By Irit Umani
Homelessness in Austin became a big public discussion issue recently, widely covered by media in town hall meetings and in city council meetings. What happened? What changes created this citywide “emergency?”
Well, the city ordinances that restricted people who are homeless from sitting, lying down and camping were somewhat relaxed, resulting in much increased visibility of our brothers and sisters. And a plan to open an additional shelter in South Austin got that specific neighborhood up in arms. “Not in my backyard!” they organized to shout. “Not in front of my downtown business!” others screamed. Truth is that no new homeless people just showed up recently.
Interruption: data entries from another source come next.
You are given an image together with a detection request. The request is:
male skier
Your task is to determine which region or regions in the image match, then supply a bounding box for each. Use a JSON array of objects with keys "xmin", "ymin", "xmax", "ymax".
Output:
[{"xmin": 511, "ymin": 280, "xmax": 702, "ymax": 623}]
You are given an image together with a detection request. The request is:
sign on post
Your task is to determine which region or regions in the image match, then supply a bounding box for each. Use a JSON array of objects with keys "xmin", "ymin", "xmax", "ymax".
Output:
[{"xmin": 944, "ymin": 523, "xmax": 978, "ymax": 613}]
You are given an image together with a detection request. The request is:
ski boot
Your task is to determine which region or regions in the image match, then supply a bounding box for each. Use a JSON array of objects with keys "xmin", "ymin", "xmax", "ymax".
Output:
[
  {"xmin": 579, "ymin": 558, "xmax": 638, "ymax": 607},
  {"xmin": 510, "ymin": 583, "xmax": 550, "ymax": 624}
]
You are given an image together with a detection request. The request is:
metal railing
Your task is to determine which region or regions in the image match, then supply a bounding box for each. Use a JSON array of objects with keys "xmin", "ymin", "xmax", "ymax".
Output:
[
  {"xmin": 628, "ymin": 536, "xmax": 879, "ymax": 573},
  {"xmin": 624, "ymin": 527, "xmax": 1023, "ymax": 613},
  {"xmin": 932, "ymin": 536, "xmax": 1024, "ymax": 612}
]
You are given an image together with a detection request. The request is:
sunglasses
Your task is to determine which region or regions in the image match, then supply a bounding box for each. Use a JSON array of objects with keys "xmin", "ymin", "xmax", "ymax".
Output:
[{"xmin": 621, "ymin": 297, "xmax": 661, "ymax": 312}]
They have all been here for a long time, just a bit more in hiding in the past and more visible now.
Personally, I think that this is good — lest we forget that we mostly ignore what is real and that we fall criminally short of meeting the needs of the poorest and most vulnerable amongst us. At least we are now in discussion about solutions.
I never believed in, “You can pull yourself by your own boot-straps,” simply because it is a lie. And I don’t know one person who actually pulled themselves up alone. All of us who are successful and less vulnerable had a village that raised us. All of us.
The Mayor speaks about 2,000 people who are homeless in Austin, give-or-take, while all service providers know that the real number is two to three times as many. Service providers have been advocating for more rapid rehousing and permanent supportive housing, more shelters and more case managers for years.
What I’d like to see is not town hall and city council meetings about the basic human right to sit, rest, sleep — somewhere, anywhere — but rather a real, accountable plan, with a time-line and a realistic budget, to house and offer services to citizens of this beautiful (and beautifully rich) city, people who are now living more visibly on the streets. The hysteria should not be about the visibility of those we would rather ignore, but about the actual fact that this is the reality in which we all live, for which we are all responsible and, which we have the power to solve, but for our will.